We use a different approach: Data.Char relies on FFI (see GHC.Unicode) while unicode-data uses only pure Haskell (bitmaps and simple functions). Maybe @Bodigrim or @harendra could explain this better?
Maybe I’m dense, but that sounds like a “how” rather than a “why”. Put it another way, is there a reason Data.Char can’t be reimplemented to use your approach? A pure-Haskell approach sounds better, anyway.
Indeed, pure Haskell and faster sounds like a clear win for everyone (especially people porting Haskell to odd environments). Sounds like folding this into base, or reversing the dependency direction, is worth discussing!
It is technically possible to fold unicode-data into base, but I would advise against. The reason is that Unicode is an evolving standard, and it is desirable to have an ability to update to the latest version without upgrading your compiler. A standalone package provides such possibility, but base does not - you are bound to whichever Unicode version was wired in. I suspect not all developers fully realise that the behaviour of Unicode-aware application depends on GHC used to build it. In fact, it would be better to deprecate Unicode API from Data.Char and refer users to unicode-data or similar packages.

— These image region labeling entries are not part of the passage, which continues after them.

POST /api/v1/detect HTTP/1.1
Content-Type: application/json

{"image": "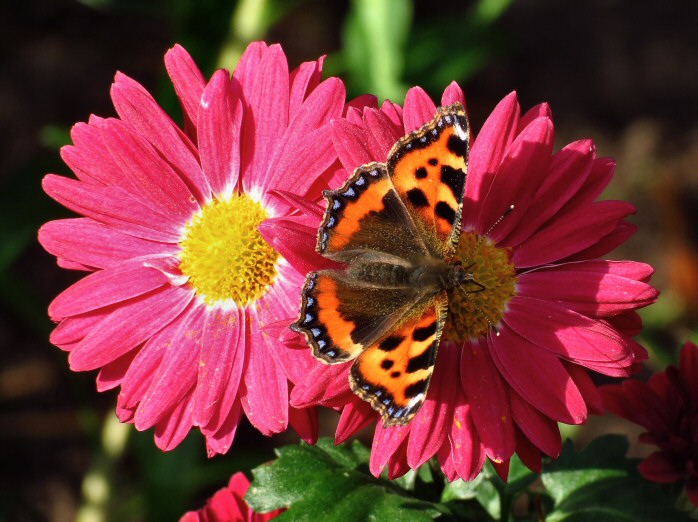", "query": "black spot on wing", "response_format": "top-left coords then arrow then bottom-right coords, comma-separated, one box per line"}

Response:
412,321 -> 436,342
441,165 -> 465,201
407,343 -> 436,373
434,201 -> 456,225
407,188 -> 429,208
446,134 -> 467,158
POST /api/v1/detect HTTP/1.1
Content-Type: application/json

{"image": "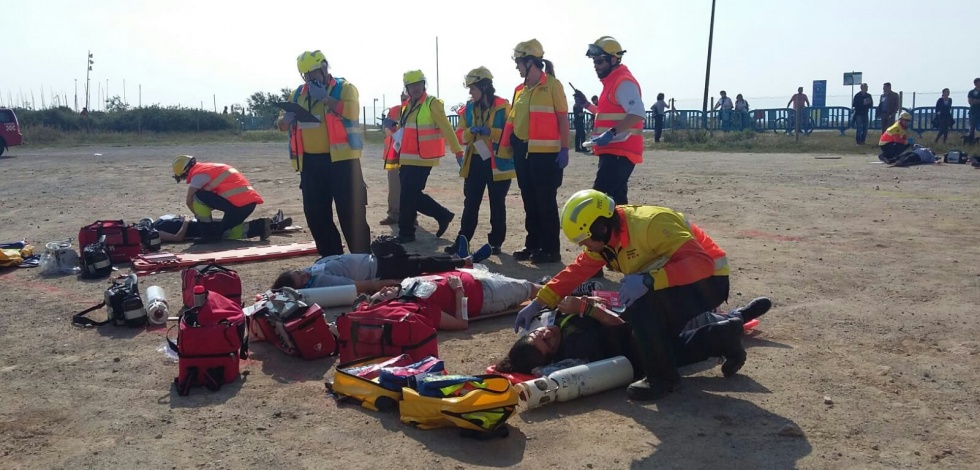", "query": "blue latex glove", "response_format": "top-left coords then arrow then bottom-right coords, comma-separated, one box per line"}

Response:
555,147 -> 568,168
514,299 -> 545,333
619,274 -> 653,307
309,80 -> 327,101
592,129 -> 615,145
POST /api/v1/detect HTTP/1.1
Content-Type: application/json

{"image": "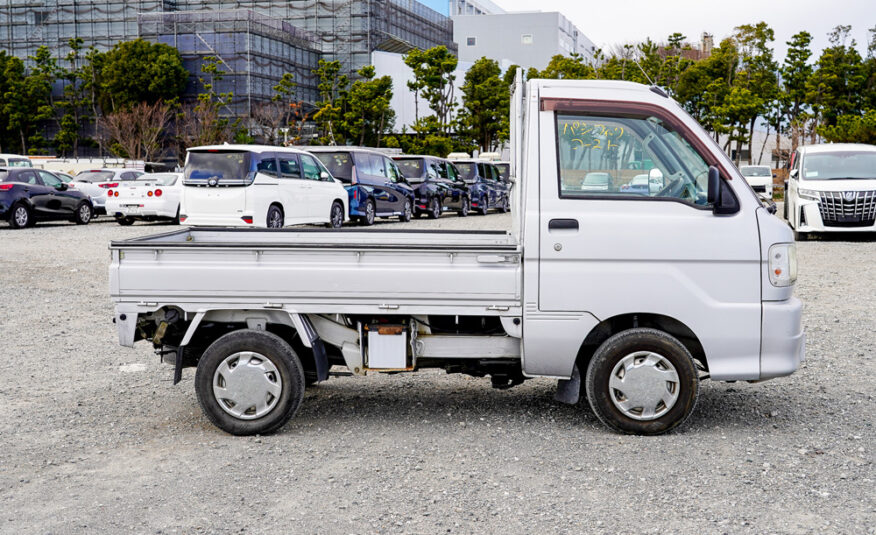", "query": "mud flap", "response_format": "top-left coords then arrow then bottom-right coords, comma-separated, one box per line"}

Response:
292,314 -> 329,381
554,364 -> 581,405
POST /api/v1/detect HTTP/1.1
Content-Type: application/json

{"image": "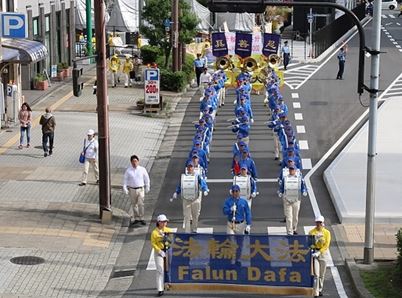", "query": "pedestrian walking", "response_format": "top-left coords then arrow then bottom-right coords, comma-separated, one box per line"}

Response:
281,41 -> 290,70
223,185 -> 251,235
79,129 -> 99,186
18,102 -> 32,149
151,214 -> 172,296
194,53 -> 207,87
39,108 -> 56,157
172,161 -> 209,233
308,215 -> 331,297
123,155 -> 151,226
278,165 -> 307,235
336,45 -> 346,80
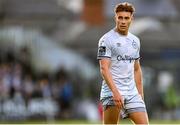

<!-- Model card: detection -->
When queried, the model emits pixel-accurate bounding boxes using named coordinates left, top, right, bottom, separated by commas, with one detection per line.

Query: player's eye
left=118, top=16, right=123, bottom=20
left=125, top=17, right=129, bottom=20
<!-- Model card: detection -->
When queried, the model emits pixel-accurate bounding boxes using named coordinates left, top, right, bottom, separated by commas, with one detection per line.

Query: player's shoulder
left=129, top=32, right=140, bottom=42
left=100, top=30, right=113, bottom=41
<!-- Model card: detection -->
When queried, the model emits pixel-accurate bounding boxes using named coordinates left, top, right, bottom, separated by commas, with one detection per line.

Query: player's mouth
left=120, top=26, right=126, bottom=29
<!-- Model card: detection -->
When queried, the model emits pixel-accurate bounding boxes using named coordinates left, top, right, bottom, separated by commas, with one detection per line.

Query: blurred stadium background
left=0, top=0, right=180, bottom=124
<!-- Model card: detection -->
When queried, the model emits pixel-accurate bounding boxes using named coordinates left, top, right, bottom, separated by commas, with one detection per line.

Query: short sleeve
left=135, top=39, right=140, bottom=60
left=97, top=38, right=111, bottom=59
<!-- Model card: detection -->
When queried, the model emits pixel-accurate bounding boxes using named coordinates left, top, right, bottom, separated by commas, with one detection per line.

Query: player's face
left=115, top=12, right=133, bottom=35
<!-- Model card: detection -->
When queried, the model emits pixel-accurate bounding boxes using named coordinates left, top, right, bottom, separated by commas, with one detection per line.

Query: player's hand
left=113, top=90, right=124, bottom=109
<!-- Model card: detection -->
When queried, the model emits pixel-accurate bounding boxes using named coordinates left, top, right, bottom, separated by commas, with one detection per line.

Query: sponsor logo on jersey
left=132, top=40, right=138, bottom=49
left=98, top=46, right=106, bottom=56
left=117, top=55, right=138, bottom=63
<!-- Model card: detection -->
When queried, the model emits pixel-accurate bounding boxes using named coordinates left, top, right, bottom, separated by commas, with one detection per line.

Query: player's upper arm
left=134, top=59, right=140, bottom=71
left=97, top=37, right=111, bottom=60
left=99, top=58, right=111, bottom=71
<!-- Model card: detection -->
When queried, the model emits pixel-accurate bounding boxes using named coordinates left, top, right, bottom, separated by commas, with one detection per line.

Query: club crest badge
left=132, top=40, right=138, bottom=49
left=98, top=46, right=106, bottom=56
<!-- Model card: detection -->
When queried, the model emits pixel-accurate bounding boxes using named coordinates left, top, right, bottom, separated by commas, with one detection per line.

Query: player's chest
left=111, top=38, right=139, bottom=55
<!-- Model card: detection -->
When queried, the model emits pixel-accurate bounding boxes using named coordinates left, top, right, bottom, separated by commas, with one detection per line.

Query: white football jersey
left=97, top=29, right=140, bottom=99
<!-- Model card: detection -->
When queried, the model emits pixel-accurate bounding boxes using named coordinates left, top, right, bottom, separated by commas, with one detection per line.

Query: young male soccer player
left=98, top=2, right=148, bottom=124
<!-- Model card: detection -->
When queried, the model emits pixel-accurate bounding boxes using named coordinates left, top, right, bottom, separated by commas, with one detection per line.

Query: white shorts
left=101, top=94, right=146, bottom=118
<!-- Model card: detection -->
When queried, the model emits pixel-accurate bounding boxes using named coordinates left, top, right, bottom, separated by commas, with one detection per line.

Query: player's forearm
left=134, top=68, right=144, bottom=98
left=101, top=67, right=118, bottom=92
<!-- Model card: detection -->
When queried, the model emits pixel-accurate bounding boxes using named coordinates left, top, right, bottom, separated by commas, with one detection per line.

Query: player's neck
left=115, top=27, right=128, bottom=36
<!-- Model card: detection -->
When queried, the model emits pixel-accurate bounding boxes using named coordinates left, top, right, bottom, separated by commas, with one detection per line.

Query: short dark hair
left=114, top=2, right=135, bottom=14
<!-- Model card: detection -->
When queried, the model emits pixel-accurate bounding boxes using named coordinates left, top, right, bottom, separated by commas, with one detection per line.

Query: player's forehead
left=115, top=11, right=132, bottom=17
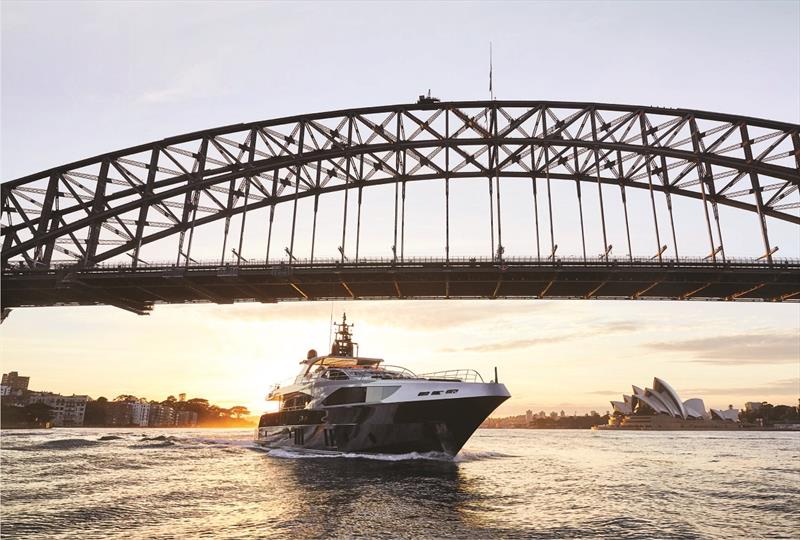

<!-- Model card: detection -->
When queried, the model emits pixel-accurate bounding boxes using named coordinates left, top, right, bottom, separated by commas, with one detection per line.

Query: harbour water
left=0, top=428, right=800, bottom=539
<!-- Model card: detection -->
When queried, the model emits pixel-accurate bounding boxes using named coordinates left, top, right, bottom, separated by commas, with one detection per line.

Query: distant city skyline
left=0, top=1, right=800, bottom=416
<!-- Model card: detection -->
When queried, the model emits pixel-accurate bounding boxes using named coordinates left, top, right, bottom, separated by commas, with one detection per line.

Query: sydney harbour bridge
left=1, top=97, right=800, bottom=315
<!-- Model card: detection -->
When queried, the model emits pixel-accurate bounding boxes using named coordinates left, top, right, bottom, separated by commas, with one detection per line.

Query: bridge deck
left=2, top=259, right=800, bottom=314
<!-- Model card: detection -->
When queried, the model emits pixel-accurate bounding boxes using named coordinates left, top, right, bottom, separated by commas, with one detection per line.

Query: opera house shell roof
left=611, top=377, right=739, bottom=422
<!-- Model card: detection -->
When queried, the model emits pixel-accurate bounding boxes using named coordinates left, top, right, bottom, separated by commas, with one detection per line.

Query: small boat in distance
left=256, top=314, right=511, bottom=456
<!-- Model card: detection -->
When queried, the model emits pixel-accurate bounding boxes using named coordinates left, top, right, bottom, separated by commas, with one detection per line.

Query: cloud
left=439, top=321, right=642, bottom=352
left=646, top=332, right=800, bottom=365
left=682, top=378, right=800, bottom=399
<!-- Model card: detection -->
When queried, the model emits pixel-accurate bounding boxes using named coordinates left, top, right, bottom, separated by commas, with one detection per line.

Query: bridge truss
left=0, top=101, right=800, bottom=312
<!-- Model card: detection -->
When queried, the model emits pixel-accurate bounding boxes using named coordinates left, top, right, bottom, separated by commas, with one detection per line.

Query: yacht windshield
left=312, top=366, right=417, bottom=381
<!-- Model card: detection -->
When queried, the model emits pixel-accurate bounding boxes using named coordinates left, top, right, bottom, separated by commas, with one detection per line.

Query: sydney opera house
left=609, top=377, right=739, bottom=429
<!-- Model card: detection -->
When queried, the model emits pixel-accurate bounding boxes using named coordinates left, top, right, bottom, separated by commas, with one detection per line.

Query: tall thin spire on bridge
left=489, top=41, right=494, bottom=101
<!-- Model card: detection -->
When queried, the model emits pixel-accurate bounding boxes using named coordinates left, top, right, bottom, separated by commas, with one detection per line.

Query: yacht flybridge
left=256, top=314, right=511, bottom=456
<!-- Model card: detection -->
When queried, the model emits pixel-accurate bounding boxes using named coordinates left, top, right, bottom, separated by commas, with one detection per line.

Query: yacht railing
left=417, top=369, right=483, bottom=382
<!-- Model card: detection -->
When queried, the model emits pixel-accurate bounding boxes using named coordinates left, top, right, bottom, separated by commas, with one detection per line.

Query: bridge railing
left=21, top=257, right=800, bottom=275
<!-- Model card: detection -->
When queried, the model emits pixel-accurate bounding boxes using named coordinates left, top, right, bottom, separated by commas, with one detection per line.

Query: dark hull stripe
left=257, top=396, right=508, bottom=455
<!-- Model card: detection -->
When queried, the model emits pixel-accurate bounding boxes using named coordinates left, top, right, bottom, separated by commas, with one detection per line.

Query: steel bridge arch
left=0, top=101, right=800, bottom=269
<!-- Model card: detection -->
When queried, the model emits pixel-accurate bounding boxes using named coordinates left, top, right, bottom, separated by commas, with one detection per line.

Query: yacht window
left=322, top=369, right=350, bottom=381
left=322, top=386, right=367, bottom=405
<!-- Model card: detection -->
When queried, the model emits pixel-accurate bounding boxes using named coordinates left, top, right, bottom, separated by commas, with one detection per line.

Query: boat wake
left=253, top=445, right=514, bottom=463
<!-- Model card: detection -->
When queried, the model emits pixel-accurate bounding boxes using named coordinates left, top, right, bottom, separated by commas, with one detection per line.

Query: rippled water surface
left=0, top=429, right=800, bottom=538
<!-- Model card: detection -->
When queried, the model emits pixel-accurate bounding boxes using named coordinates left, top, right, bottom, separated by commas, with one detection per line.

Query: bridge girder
left=0, top=101, right=800, bottom=270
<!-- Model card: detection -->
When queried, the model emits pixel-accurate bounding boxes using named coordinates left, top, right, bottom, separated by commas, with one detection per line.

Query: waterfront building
left=609, top=377, right=744, bottom=429
left=106, top=401, right=133, bottom=426
left=744, top=401, right=763, bottom=412
left=2, top=371, right=31, bottom=390
left=711, top=405, right=739, bottom=422
left=147, top=403, right=176, bottom=427
left=130, top=400, right=150, bottom=427
left=175, top=411, right=197, bottom=427
left=26, top=392, right=89, bottom=427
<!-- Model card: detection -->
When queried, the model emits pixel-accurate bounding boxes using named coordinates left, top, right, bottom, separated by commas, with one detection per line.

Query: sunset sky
left=0, top=1, right=800, bottom=415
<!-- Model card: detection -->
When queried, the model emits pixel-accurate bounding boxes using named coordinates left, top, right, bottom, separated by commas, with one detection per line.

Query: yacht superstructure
left=256, top=315, right=511, bottom=456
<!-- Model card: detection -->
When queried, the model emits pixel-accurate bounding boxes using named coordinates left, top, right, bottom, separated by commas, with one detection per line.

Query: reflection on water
left=0, top=429, right=800, bottom=538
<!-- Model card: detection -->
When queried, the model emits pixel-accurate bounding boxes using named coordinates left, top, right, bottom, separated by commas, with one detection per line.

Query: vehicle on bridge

Well, Data.Char is currently there, and is widely used. As long as it is there and not deprecated, surely changing an FFI implementation to a faster and pure implementation seems desirable – the problems with outdated unicode standards (which probably not all developers care about) are orthogonal to that. And those developers who do care can of course still use such a dedicated library.
IMHO, we should not restrict the correctness or capabilities of a basic library such as unicode-data for the GHC/base versioning issues. We should instead separate the GHC-dependent and independent stuff in base, and otherwise de-couple the versioning there. I know this is more complicated, but I’m sure we can figure it out (for example, the core parts of unicode-data that need to be in base can be, with “faster moving stuff” in a separate package). But even so, let’s clean up GHC internals so we stop crippling ourselves.
@nomeata there is more motivation to use a proper solution, when it is both faster and correct than when it is just correct But anyway unicode-data is open-source, so nothing prevents a motivated individual to put an effort and merge it into base, I believe.
Or who’d be the one to tell such an motivated individual that such a change would be welcome?
It depends on how and where it is impemented. E. g., you can just rewrite Files · master · Glasgow Haskell Compiler / GHC · GitLab using lookup tables (similar to unicode-data) instead of binary search. This will give you the ultimate performance, and no need for CLC approval, because this is not even Haskell (this C module is a part of base and technically still falls under CLC supervision, but I do not expect a lot of fight over an autogenerated file).
What is the plan for handling the various C bits in base/text/bytestring/etc.? Specifically, has there been any motion on discussions with upstreams regarding upstreaming the Javascript implementations?
We plan to propose patches for these libraries. We can use CPP to condition JS specific code to HOST_OS=ghcjs and similarly in .cabal files.
I guess a pure Haskell solution for Data.Char would help with that kind of work.